Covertly peeking at porn is not a large lie. It is extremely unlikely to affect anything ever. Ideally, neither friends, family, nor lovers should ever have to be anything except completely 100% honest and open with each other… but in reality it is naive to expect that every niggling little conflict will be dragged out into the daylight to be thrashed out and negotiated.

This is why I only go to my local strip club, which (and this is the honest truth) has girls that I will subsequently see walking on campus carrying, say, graduate-level physics texts. I’m a lot happier with consuming naked female entertainment when I have a better-than-average chance that it’s paying for someone’s advanced degrees.

Serious answer to the OP: I agree with the idea that you/we need to know more about her specific objections.

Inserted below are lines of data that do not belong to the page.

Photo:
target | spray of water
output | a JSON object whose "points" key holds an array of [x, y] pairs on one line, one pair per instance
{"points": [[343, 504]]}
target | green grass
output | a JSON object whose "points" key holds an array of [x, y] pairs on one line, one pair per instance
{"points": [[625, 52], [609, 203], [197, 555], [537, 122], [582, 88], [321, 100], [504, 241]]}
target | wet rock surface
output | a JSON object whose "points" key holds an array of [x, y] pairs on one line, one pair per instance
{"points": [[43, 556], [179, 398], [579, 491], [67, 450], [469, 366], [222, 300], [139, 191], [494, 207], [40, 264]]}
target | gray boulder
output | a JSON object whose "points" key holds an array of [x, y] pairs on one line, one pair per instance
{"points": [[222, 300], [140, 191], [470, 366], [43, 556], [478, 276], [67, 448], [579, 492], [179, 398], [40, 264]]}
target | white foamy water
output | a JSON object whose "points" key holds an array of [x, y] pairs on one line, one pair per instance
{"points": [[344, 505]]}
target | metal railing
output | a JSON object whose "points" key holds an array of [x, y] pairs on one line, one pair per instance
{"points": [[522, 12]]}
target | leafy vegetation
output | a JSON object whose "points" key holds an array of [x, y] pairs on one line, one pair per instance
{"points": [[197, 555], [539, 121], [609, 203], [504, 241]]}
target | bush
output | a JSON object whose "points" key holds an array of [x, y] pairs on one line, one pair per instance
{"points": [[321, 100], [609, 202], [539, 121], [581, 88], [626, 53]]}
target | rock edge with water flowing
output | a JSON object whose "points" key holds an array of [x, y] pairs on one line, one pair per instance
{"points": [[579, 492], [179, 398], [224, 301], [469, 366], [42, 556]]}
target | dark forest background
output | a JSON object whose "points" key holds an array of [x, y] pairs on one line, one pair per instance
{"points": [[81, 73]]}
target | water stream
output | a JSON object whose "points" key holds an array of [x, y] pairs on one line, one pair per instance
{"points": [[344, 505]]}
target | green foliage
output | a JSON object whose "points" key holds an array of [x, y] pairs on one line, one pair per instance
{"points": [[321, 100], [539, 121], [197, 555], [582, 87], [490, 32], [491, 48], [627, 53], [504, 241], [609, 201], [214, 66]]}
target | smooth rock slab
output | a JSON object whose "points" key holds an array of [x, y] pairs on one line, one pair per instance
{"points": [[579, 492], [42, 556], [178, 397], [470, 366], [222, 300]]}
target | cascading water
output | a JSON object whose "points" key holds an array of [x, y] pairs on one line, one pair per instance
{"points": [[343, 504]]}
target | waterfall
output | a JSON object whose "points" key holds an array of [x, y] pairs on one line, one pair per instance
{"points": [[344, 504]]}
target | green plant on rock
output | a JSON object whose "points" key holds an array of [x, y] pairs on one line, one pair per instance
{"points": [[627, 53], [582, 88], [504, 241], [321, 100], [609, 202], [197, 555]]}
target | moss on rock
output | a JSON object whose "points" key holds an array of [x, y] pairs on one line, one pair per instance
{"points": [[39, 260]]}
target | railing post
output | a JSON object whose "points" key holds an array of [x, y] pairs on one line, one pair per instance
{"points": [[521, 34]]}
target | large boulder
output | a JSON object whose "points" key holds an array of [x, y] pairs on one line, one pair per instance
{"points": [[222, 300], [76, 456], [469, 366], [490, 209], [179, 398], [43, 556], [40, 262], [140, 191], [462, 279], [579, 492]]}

Equally, I think, if her specific objections can’t be addressed by anything less than “no porn”, dumping her or acquiescing to her are both preferable to lying, but I’d personally pick the first one because I don’t anticipate it getting better.

Again, I don’t think the OP gets to decide that for her. If it’s something she’s literally losing sleep over, it sounds like quite a large thing to her.

But you do think that she ‘gets to’ control the OP’s personal and private habits, though, and force the issue at the expense of the entire relationship. Okey dokey.

She doesn’t get to “control” anything. She gets to have dealbreakers (just as we all do) and he gets to decide if they are worth conforming to.

No, not at all. What on earth have I said that makes you think that? I think they each make that decision for themselves. If they’re not both on board with a DADT approach, then they should part ways.